В речи людей XVIII в. это слово еще не встречалось, и в «Словаре Академии Российской», вобравшем в себя словарный запас, накопленный к концу века, мы его не находим. Нет его и в вышедшем в 1847 г. «Словаре церковно-славянского и русского языка». Если обратиться к словарю Владимира Даля, то там этого слова также нет; по всей вероятности, не потому, что оно было ему незнакомо, а из-за своего происхождения: русское по виду и звучанию оно родилось не из стихии «живого великорусского языка», словарь которого составлял Даль, а из речевого обихода образованных людей начала XIX в., читавших или по крайней мере слышавших о европейских парламентах и, возможно, размышлявших над тем, пригоден ли в России чужеземный опыт. В двух последних словарях есть как будто похожее слово, употреблявшееся в народном просторечии, — «говорня». Но оно означало не место, а действие и было вскоре вытеснено «говорением».
Новое же слово «говорильня», появившись, обрело постепенно разные оттенки. Составители изданного в конце XIX в. соответствующего тома нового академического словаря русского языка учли дальнейшее его распространение. Указав на первоначальный его смысл («шуточный перевод слова парламент»), они дали ему уже расширительное и однозначно отрицательное толкование: «Место или общество, где теряют время на пустые речи»{108}. В период реформ 60–70-х гг., когда произошел первый прорыв к гласности, и позже образ парламента (или «говорильни») стал прилагаться ко всей совокупности тогдашних средств ее выражения, включая прессу и появившиеся выборные учреждения.
В бытовании слова в клубах и за их пределами отразились особенности русской политической культуры в связи с развитием общества и общественной мысли. И поскольку понятие эволюционировало, в какой-то мере удаляясь от его истоков, попытаемся далее, говоря о клубах, проследить по возможности нюансы и окраску как раннего, так и позднего словоупотребления.

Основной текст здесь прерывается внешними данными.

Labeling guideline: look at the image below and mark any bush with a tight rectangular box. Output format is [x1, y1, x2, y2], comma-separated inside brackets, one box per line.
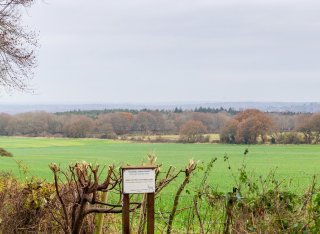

Что касается изначального сравнения клубов или клубных помещений с парламентами, то до реформ Александра II оно употреблялось в одних случаях с иронией, в других — не без чувства гордости за клубное сообщество. Разумеется, всем было понятно, что клубы не входят в систему власти. Имелось в виду иное: свобода высказываний как одна из дворянских привилегий, реализуемая не публично, а внутри узкого объединения «своих», закрытого для посторонних. В то же время сравнение клуба с парламентом характеризовало складывавшееся в общественном мнении отношение к парламентским учреждениям и политическим свободам на Западе, а также расхождение позиций относительно возможности или невозможности их существования в России.
Клубы не могли не попасть в поле зрения некоторых дворян-либералов начала XIX в., мечтавших о российской конституции в период, когда возможность ее не исключало и правительство. Оригинальное мнение высказал именно в связи с функционированием клубов декабрист Николай Тургенев. Характерно, что оно соединялось с невысокой оценкой интеллектуального уровня и кругозора членов петербургского Английского клуба, в котором Тургенев состоял с конца 1817 г. (сохранился его входной билет на 1818 г. с надписью «Знак для входа в Английское собрание»){109}. В переписке и дневнике Н. И. Тургенева клубу уделено немало места.
В клуб Николай Тургенев приходил обедать и читать газеты; «разговоры же этих невинных клубистов весьма неинтересны, — писал он брату Сергею. — Далее Реомюрова термометра и газетных известий (и то „Северной почты“) не простираются. Это даже несносно может быть, когда надобно говорить о чем-нибудь. К тому же и мрак превеликий». В другом случае он называл тех же петербургских «клубистов» «печенегами Английского клоба». Постепенно он все же втянулся в клубную жизнь, хотя и не изменил свой взгляд на «клубистов»; старший его брат Александр считал, что Николай «убивает много времени в Английском клобе»{110}. Посетив в 1821 г. Москву и сравнив два клуба, Николай Тургенев не нашел между ними больших отличий (в полном согласии с тем, что тогда же писал москвич А. Ф. Малиновский): «Английский здешний клуб всегда наполнен людьми, но все играют в карты. Печально или жалко видеть все это».